Minho puntò un plein, cioè un singolo in numero, in modo che se la pallina di fosse fermata sul numero 27 avrebbe vinto trentacinque volte la somma puntata.

Sapeva di stare rischiando, ma decise di farlo lo stesso, dopotutto era a Las Vegas, no?

La pallina iniziò a girare nel senso opposto della roulette, Minho non distoglieva lo sguardo dal gioco. Ne era come stregato.

"No more bets" il croupier informò i giocatori che le puntate erano chiuse, segno che il numero era imminente.

Minho si strinse nelle spalle ed iniziò a ripetere il numero 27 nella sua mente, fino allo sfinimento, fino a quando la pallina non si fermò proprio su quel numero.

"27, red" annunciò il croupier, Minho rimase paralizzato per qualche istante.

"È il mio numero" disse, "il 27, il mio"
"Lo so, signor Lee" disse il ragazzo dietro al banco, "ecco le sue fiches"

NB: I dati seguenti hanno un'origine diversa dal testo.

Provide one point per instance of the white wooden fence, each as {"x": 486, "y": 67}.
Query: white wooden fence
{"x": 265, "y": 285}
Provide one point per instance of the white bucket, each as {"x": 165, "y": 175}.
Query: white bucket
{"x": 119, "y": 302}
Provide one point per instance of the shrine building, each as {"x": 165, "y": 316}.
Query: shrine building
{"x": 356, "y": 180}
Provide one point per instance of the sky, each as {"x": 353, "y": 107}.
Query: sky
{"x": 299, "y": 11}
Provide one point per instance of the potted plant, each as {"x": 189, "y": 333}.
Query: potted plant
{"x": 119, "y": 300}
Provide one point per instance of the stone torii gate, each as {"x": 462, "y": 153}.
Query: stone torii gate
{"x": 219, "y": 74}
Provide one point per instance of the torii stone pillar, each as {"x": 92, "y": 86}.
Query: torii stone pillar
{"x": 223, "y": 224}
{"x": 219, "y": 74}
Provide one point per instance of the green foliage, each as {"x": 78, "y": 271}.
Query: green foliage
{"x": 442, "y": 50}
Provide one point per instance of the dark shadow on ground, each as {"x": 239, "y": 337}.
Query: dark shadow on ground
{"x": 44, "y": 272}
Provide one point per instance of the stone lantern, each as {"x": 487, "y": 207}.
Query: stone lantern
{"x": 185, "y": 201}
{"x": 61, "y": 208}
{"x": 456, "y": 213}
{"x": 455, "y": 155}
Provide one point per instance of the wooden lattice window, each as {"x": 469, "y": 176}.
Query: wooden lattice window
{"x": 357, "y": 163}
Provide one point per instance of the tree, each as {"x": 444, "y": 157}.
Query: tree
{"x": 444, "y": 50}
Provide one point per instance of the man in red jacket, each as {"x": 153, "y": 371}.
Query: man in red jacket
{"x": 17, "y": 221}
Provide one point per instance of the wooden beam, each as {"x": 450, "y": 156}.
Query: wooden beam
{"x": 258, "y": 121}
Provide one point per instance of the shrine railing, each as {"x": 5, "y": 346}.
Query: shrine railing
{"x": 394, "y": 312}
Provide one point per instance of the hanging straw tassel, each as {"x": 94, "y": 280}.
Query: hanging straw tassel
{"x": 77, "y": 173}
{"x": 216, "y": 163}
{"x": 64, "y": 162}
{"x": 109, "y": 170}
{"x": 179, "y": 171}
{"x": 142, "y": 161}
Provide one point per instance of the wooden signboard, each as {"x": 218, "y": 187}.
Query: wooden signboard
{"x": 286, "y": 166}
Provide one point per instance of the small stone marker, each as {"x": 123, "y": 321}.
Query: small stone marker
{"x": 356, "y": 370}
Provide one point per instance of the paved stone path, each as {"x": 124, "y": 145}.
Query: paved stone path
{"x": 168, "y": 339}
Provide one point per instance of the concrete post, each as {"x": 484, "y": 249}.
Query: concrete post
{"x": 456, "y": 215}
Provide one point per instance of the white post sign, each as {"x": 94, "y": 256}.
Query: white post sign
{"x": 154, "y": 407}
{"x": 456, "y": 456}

"Se volete rimanere, place your bets, se volete andare, è stato un piacere giocare con voi" nessuno si mosse, il croupier ne rimase sorpreso.

Vennero fatte altre puntate, alla roulette iniziò a girare e con lei anche la pallina bianca, la quale si fermò un'altra volta sul numero puntato da Minho.

Il ragazzo continuò a puntare e continuò a vincere, lasciando interdetto se stesso, gli altri giocatori, e il gestore del banco.

La voglia di scommettere ancora e ancora era troppo forte, cresceva dopo ogni vincita, aumentava come aumentavano le fiches in suo possesso.

Si sentiva assuefatto, completamente dipendente da quella pallina bianca che girava in tondo nella roulette.

L'adrenalina gli attraversava la schiena, sentiva ogni nervo del suo corpo vibrare, il sangue iniziò a raffreddarsi nelle vene.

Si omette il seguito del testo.